Following the Closing of the LOI on January 24, 2023, the Company divested
its ownership interest in CMCS and its interests in the Clavo Rico mine, resulting in the transfer of operations to Mother Lode Mining
and full control of the Clavo Rico mine asset.
On December 30, 2021, the Company was served with a complaint filed by
Antilles Family Office, LLC (“Antilles”) asserting claims related to alleged breach of contract and unjust enrichment against
the Company.

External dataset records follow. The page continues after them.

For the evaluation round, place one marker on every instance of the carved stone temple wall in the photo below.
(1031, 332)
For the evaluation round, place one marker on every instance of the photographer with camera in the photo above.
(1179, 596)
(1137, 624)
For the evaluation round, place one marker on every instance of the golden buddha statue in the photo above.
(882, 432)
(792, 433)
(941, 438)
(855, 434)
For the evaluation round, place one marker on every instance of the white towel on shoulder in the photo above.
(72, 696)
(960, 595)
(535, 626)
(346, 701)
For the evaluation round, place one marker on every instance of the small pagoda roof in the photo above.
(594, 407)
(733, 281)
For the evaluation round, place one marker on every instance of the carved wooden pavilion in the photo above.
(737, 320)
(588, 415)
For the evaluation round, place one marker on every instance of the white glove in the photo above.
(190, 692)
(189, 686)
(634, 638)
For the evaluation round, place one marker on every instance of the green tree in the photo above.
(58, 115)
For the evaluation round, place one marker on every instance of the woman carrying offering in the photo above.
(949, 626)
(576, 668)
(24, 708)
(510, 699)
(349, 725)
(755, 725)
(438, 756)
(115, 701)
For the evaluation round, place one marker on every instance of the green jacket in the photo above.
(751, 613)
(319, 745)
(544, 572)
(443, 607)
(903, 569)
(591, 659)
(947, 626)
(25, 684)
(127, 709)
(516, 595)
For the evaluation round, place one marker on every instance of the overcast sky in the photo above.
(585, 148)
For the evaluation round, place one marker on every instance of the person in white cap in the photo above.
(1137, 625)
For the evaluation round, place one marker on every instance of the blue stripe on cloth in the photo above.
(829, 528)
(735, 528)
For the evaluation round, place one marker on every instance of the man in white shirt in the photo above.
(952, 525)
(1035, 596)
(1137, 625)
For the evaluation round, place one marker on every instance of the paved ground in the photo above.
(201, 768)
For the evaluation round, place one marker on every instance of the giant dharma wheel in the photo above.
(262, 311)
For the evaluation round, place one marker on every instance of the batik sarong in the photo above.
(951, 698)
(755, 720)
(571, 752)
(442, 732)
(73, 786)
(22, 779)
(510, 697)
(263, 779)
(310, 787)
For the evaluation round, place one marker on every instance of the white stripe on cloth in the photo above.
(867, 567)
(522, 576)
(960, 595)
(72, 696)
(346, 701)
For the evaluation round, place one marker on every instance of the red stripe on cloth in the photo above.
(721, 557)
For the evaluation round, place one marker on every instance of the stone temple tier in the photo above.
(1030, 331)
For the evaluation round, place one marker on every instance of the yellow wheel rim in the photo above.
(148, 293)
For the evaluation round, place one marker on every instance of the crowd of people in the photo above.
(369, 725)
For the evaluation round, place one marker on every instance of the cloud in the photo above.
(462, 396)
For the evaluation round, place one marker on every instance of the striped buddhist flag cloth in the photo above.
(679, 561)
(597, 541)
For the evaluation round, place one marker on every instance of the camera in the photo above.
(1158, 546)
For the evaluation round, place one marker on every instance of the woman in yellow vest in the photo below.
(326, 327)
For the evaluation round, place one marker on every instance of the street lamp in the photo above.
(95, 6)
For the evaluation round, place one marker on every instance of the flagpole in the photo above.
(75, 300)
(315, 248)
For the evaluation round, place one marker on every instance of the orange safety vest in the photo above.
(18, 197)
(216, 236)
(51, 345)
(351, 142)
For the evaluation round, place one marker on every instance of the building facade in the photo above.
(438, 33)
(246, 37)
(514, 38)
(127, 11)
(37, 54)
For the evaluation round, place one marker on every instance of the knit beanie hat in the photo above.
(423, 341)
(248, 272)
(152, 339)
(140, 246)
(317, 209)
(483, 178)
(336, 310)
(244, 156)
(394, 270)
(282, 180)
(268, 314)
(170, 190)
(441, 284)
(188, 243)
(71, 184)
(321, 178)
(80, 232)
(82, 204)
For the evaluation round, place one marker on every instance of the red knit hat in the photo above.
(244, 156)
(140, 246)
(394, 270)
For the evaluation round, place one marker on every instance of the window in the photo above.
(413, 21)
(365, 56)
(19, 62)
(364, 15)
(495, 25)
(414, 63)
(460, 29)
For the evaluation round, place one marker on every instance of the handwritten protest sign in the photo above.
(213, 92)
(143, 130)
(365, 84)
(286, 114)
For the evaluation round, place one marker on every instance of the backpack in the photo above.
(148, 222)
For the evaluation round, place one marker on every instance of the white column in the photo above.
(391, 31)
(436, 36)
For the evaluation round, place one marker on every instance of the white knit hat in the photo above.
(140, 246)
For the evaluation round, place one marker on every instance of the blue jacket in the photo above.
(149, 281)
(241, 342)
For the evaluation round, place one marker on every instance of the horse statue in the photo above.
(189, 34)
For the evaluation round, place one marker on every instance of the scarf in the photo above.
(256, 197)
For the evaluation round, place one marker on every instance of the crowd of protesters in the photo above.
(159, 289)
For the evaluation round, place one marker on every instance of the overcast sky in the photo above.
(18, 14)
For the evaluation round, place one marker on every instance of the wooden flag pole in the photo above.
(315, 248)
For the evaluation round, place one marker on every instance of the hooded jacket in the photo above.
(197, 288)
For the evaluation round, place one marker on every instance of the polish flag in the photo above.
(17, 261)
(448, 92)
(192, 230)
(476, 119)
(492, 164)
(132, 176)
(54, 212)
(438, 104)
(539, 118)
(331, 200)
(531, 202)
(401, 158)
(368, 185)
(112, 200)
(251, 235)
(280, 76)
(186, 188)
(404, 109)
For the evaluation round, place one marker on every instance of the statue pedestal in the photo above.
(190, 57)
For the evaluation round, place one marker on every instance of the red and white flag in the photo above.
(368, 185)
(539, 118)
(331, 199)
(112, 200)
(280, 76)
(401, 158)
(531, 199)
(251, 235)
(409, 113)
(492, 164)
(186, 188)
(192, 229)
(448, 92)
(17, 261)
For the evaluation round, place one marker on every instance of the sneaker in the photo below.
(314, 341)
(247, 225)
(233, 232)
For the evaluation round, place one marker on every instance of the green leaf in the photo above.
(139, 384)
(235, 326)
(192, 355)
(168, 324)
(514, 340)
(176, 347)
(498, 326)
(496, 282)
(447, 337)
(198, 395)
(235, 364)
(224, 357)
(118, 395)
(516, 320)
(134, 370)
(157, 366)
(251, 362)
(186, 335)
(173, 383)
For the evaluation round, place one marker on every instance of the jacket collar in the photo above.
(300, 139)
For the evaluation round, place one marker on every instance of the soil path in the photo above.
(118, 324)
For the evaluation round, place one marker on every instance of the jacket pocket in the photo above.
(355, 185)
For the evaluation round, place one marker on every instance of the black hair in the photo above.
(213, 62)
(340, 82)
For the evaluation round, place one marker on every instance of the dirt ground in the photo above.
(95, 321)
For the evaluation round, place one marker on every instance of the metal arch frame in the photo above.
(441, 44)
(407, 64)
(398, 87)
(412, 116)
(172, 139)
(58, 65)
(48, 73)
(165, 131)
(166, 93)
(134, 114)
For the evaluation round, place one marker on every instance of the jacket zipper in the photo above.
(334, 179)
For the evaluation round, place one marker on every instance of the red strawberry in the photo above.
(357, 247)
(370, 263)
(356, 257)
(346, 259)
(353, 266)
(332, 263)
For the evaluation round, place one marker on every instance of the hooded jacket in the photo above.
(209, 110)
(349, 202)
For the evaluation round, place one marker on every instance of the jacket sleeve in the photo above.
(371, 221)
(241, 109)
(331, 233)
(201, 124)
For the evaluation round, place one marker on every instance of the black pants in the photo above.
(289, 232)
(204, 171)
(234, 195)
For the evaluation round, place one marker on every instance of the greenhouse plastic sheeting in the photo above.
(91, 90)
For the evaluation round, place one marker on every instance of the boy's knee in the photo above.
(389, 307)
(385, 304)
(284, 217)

This matter was settled on January 18, 2023 in exchange for the payment of $1,200,000 by the Company to Antilles.
On
February 1, 2023, the Company issued 5,142,857 restricted shares of Common Stock to Cluff-Rich 401(k) upon the conversion of $18,000
in existing debt owed to the shareholder that has been accrued by the Company.
On
February 1, 2023, the Company issued 16,428,571 restricted shares of Common Stock to Fran Rich upon the conversion of $57,500 in existing
debt owed to the shareholder that has been accrued by the Company.
On
February 1, 2023, the Company issued 23,200,857 restricted shares of Common Stock to Debra D’Ambrosio upon the conversion of $81,203
in existing debt owed to the shareholder that has been accrued by the Company.
On
February 1, 2023, the Company issued 485,402,857 restricted shares of Common Stock to Trent D’Ambrosio upon the conversion of
$1,698,910 in existing debt owed to the shareholder that has been accrued by the Company.
On
February 1, 2023, the Company issued 17,142,857 restricted shares of Common Stock to Kay Briggs upon the conversion of $60,000 in existing
debt owed to the shareholder that has been accrued by the Company.
On
February 1, 2023, the Company issued 204,285,714 restricted shares of Common Stock to Legends Capital Group upon the conversion of $715,000
in existing debt owed to the shareholder that has been accrued by the Company.
On
February 1, 2023, the Company issued 314,571,429 restricted shares of Common Stock to L W Briggs Irrevocable Trust upon the conversion
of $1,101,000 in existing debt owed to the shareholder that has been accrued by the Company.
On
February 1, 2023, the Company issued 52,857,143 restricted shares of Common Stock to Claymore Management upon the conversion of $185,000
in existing debt owed to the shareholder that has been accrued by the Company.
On
February 1, 2023, the Company issued 965,137,143 restricted shares of Common Stock to Clavo Rico Inc. upon the conversion of $3,377,980
in existing debt owed to the shareholder that has been accrued by the Company.
On
February 1, 2023, the Company issued 32,928,571 restricted shares of Common Stock to Pine Valley Investments upon the conversion of
$115,200 in existing debt owed to the shareholder that has been accrued by the Company.
On
February 1, 2023, the Company issued 42,857,143 restricted shares of Common Stock to Whit Cluff for services rendered to the Company.
On
February 1, 2023, the Company issued 2,857,143 restricted shares of Common Stock to Rod Sperry for services rendered to the Company.
On
February 1, 2023, the Company issued 2,857,143 restricted shares of Common Stock to Brunson Chandler & Jones, PLLC for services
rendered to the Company.
On
February 1, 2023, the Company issued 14,285,714 restricted shares of Common Stock to Kyle Pickard for services rendered to the Company.
On
February 1, 2023, the Company issued 28,571,429 restricted shares of Common Stock to Justin Wilson for services rendered to the Company.
On February 1, 2023,
the Company issued 28,571,429 restricted shares of Common Stock to Sean Wilson for services rendered to the Company.